Diğer taraftan 2014 yılı için 199,500 milyon TL olarak hedeflenen Cumhurbaşkanlığı bütçesindeki artış yüzde 27 gibi rekor seviyededir. Bu haliyle Cumhurbaşkanlığının bütçesi Diyarbakır ve Eskişehir Büyükşehir Belediyelerine Genel Bütçeden ayrılan payların toplamından fazladır. 104 kamu üniversitenin sayı olarak 70’inin (yüzde 67) 2014 yılı ödeneği Cumhurbaşkanlığı’nın ödeneğinin altında kalmaktadır. Cumhurbaşkanlığı için yaklaşık 5 yeni üniversiteye ayrılan toplam ödenek kadar bir ödenek ayrılmıştır.

Hükümet bu yıl da Bütçeden en büyük payı eğitime ayırmakla övünse de gerçek durum bu değildir. Eğitime ayrılan pay açısından Milli Eğitim Bakanlığının 55,7 milyar TL’lik payından personel giderlerini düşersek bütçedeki payı yüzde 2,5 a düşmektedir.

En hızlı özelleştirme ve ticarileştirmeye tabi tutulan alanların başında gelen sağlık hizmetlerinde ise kamusal sağlık harcamaları ve personel giderleri dahil bütçenin ancak yüzde 4,5’i düzeyinde kalmaktadır. Kültür ve Turizm Bakanlığının Bütçesi Savunma Bakanlığı Bütçesinin sadece yüzde 7’si kadardır.
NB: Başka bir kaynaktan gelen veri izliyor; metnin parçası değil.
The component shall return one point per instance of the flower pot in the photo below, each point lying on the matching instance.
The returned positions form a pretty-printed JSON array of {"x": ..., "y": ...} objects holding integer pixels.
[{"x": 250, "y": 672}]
Sermaye sınıfı için cömert vergi indirimleri, istisna ve muafiyetleri ile diğer teşviklerin tutarı da bütçenin yüzde 12’sini aşmaktadır
Görüldüğü gibi, AKP nin sınıfsal ve baskıcı niteliği, bütçesinden bile açıkça anlaşılmaktadır.Temel kamu hizmetlerini bile taşeronlaştırıp mevcut düzeni sürdürebilmek için ülkemizin iyice polis devletine döndüğünün göstergesi olan bu bütçenin halkımıza verebileceği şey, açlık, işsizlik, yoksulluk ve yolsuzluktur.